Bahasan yang lebih akademik disampaikan oleh Tom Nichols lewat buku “The Death of Expertise” (matinya kepakaran). Secara ekstrem dia mengatakan bahwa 90% dari semua hal (di dunia maya), adalah sampah. Tentu, membaca pernyataan ini, kita tak perlu bertanya apakah benar 90% sampah? Pernyataan itu mengandung pesan moral bagaimana seseorang mesti hati-hati. Termasuk memilih rujukan yang benar, karena semua orang bisa mengklaim diri sebagai“Pakar”.
Saya jadi teringat salah satu penulis favorit saya. Tak lain tak bukan Paulo Coelho. Dia pernah menulis novel berjudul berjudul “The Winner Stands Alone” yang diterjemahkan Gramedia dengan judul “Sang Pemenang Berdiri Sendirian”. Penulis Brasil yang lahir tahun 1947 ini cukup apik mengemas cerita. Novel itu bercerita tentang orang yang mengejar karir, sampai puncak. Tapi kemudian takut kehilangan popularitas, menghalalkan segala cara untuk mempertahankannya dan berakhir dengan hidup yang hampa.
Para calon aktor dan aktris dari awal sudah berusaha membranding diri, termasuk menyewa firma untuk memoles dirinya agar bisa menonjol dalam kerumunan. Macam Jackie Chan misalnya dengan kharakter senyumnya yang khas, lucu dan ahli bela diri. Menjadikan film-filmnya banyak digemari. Atau Aktris Bollywood semacam Kajol Mukherjee pemeran dalam film “Kuch Kuch Hota Hai” yang juga punya senyum khas, kharakter pas untuk peran terzalimi tapi berakhir manis pada akhir ceritanya. Untuk capai semuanya, tentu tak gampang.
“Ah ini kan cuman obrolan duniawi semata”. Ya, saya memang sedang bicara hal profan (duniawi), walau sebenarnya bisa ditarik juga ke sisi yang lebih sakral. Tapi saya sedang tak masuk ke ruang itu. Saya hanya sedang ingin sedikit menelisik bagaimana kita bisa menjadi manusia-manusia terpilih di tengah kerumunan sesak media sosial yang semuanya bisa mengklaim diri sebagai pakar ini. Semuanya itu untuk menengok diri kita yang tentu dan pasti punya modal juga. Bisa modal pengetahuan (ilmu), skill (kecakapan) dan tentu saja pengalaman yang tak bisa dianggap enteng begitu saja. Dan ini bisa kita optimalkan.
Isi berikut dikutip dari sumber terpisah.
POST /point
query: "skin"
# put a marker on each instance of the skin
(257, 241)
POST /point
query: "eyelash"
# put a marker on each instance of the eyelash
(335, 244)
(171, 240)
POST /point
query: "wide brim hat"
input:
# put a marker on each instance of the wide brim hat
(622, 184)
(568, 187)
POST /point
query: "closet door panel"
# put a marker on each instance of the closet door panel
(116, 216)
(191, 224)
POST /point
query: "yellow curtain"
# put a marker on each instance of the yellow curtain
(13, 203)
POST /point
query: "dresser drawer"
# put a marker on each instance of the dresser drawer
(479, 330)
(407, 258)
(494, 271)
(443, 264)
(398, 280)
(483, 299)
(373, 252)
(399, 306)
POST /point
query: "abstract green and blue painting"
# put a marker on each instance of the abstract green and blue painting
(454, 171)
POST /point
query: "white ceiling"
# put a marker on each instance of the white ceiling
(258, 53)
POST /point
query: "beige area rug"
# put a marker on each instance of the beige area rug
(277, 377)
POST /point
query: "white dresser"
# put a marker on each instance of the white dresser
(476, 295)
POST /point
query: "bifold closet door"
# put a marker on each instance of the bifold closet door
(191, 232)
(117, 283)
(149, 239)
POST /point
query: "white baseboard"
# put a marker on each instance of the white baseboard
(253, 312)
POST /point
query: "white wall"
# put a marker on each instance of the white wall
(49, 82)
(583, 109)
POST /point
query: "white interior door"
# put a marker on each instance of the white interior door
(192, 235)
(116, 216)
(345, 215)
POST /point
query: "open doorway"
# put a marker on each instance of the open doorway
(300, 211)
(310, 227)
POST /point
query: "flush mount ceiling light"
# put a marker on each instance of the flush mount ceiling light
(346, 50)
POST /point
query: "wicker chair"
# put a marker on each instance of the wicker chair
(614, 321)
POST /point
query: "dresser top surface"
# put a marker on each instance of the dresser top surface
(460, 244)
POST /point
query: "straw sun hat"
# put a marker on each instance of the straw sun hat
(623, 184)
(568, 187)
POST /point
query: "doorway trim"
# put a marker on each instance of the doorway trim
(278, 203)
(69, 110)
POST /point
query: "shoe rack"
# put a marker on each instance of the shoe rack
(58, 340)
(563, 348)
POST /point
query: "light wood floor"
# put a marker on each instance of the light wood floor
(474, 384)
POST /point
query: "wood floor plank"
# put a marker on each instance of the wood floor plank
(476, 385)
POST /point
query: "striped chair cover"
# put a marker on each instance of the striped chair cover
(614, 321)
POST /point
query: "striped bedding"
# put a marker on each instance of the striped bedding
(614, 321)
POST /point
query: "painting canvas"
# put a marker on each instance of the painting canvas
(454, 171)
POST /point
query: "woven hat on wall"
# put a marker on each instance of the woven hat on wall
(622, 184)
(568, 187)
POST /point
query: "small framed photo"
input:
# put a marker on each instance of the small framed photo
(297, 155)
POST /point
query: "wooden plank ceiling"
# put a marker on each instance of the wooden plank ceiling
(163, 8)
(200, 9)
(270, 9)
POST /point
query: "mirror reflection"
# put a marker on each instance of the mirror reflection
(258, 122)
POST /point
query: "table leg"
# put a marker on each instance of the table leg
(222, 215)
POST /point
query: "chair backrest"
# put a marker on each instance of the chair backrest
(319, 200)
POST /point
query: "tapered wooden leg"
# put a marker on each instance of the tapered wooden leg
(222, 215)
Mungkin ada yang bilang “Saya adalah saya, terserah orang mau bilang apa”. Dalam falsafah Jawa, itu mungkin “bener” tapi tidak “pener”. Pener adalah “beyond” (melampaui) bener. Bener belum tentu pener. Tapi kalau pener dia pasti bener. Di sini, arti bener lebih kepada bagaimana kita menyatakan atau mengatakan kebenaran tapi tetap tahu situasi dan kondisi. Saya adalah saya, ya itu benar. Tapi berkata “Terserah orang mau bilang apa”, kurang “pener”.
Kenapa? Kita sekarang hidup dalam era benar-benar hiperkompetitif. Di era ini, tidak hanya barang dan jasa saja yang dipertandingkan, berkompetisi. Tapi citra diri juga mesti terkelola dengan baik. Orang mungkin pernah berbuat salah, jatuh, bahkan mencapai titik terendah. Tapi, kalau kita kembali misalnya belajar dari novel “The Winner Stands Alone” di atas, ada kabar baik.
Salah satu pesan moral dari novel itu, dunia mengajarkan kita bahwa tidak ada yang namanya “satu-satunya kesempatan”, kehidupan dan alam semesta akan selalu memberikan kita kesempatan yang baru selama kita tidak pernah berhenti untuk mencoba dan berusaha keras. Pada akhirnya kita memang sering menjalani ini semua sendirian, oleh karena itu kita harus belajar untuk mandiri dan jangan pernah mengharapkan bantuan orang lain terlalu banyak.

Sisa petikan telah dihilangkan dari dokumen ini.